Noah doesn’t touch me, but he hovers at my side as I get to my hands and knees then to my feet. I’m lightheaded, dizzy, but I feel strangely calm. Things have broken apart inside me.
When something crashes inside the apartment, my heart skips, disrupting the calm. I push past Noah and hurry inside. Elias is in there.
I’m halfway across the dark space when the kitchen light blazes on behind me, revealing two dead bodies amid the mess of toppled furniture—two dead bodies and Wes, pacing. His expression is still furious and his dick is pressing visibly against his black combat pants.
But Elias is nowhere to be seen.
Then I spot him in the loft, peering through the bars of the black railing.
I calm back down. I go to stand at the bottom of the cast iron staircase.
“Oh, you’re fucking fine now, are you?” Wes shouts at me.
“He’s not fine,” Noah says, “and neither are you.”
Wes flips an end table and stalks off to the gym area. He disappears into the shadowy recess and goes quiet.

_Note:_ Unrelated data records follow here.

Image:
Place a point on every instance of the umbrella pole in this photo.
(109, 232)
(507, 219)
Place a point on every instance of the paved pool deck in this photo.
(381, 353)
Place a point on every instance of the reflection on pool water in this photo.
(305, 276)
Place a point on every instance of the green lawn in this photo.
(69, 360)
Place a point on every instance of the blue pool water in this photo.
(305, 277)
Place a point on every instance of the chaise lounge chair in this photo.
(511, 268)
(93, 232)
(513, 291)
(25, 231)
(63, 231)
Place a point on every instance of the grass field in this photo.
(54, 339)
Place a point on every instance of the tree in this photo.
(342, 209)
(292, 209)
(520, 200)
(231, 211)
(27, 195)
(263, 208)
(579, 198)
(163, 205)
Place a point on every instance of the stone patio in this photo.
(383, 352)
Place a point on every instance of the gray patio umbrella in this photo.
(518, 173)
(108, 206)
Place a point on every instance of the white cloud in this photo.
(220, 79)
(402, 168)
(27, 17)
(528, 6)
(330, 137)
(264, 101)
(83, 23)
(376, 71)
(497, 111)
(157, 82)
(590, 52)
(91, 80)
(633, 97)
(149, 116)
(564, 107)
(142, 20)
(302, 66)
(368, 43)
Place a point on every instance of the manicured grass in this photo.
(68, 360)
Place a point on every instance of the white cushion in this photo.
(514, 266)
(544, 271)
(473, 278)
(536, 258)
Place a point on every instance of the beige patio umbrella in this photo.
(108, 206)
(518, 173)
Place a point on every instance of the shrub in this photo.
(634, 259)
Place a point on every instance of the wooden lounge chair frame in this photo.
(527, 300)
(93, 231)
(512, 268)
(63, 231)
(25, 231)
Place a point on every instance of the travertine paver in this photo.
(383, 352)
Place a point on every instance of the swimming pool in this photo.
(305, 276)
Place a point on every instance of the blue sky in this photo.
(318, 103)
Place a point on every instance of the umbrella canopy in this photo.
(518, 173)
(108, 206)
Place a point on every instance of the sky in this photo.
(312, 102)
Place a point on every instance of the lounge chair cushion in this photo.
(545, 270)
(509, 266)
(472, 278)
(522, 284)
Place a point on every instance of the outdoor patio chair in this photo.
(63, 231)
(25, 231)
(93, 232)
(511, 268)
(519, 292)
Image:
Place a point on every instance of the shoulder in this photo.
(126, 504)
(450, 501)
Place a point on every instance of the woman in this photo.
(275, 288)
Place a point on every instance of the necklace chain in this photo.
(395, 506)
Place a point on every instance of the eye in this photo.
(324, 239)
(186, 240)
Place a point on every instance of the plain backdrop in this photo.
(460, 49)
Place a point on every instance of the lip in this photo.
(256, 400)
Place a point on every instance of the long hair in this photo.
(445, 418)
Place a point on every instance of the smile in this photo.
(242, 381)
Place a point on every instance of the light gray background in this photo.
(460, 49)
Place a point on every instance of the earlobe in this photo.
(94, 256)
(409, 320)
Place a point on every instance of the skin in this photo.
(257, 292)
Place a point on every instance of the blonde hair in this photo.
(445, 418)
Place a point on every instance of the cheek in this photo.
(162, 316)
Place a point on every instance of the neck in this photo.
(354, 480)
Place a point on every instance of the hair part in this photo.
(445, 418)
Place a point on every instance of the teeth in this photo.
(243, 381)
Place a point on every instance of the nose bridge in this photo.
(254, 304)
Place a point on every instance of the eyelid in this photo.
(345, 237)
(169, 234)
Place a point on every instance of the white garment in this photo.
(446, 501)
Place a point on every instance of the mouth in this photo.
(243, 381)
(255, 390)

Noah watches in that direction for a moment, then he focuses on me.
“We need to ID these bodies,” Noah says, getting to business, “and we need to figure out what to do with Elias.”
“Elias is mine,” I say.
Noah’s eyes flick up to the loft. “Is he a prisoner?”
“He’s mine.”
Noah studies me. I don’t know what he sees. I don’t know what there is to see. I don’t know what I’m feeling. Everything still feels broken apart inside me.
But this one piece is clear to me. Elias is mine.
Noah lets it go. He goes to look at the first man I killed. He crouches and rolls the body over in the pool of blood. He pulls out his phone and starts scrolling.
“Shit,” he mutters. “I think this is Ernesto Atolli.”
“Yes,” I confirm. I recognized him the second I shot him. He’s the one who was at Lush.
Noah rummages inside Ernesto’s jacket and finds Ernesto’s phone. Picking up Ernesto’s limp right hand, Noah presses Ernesto’s thumb to the biometric scanner. He starts scrolling.
Noah says, “It doesn’t look like he was communicating with Piero about this. His calls and texts are to Sylvester. Andre, check that other body for an ID.”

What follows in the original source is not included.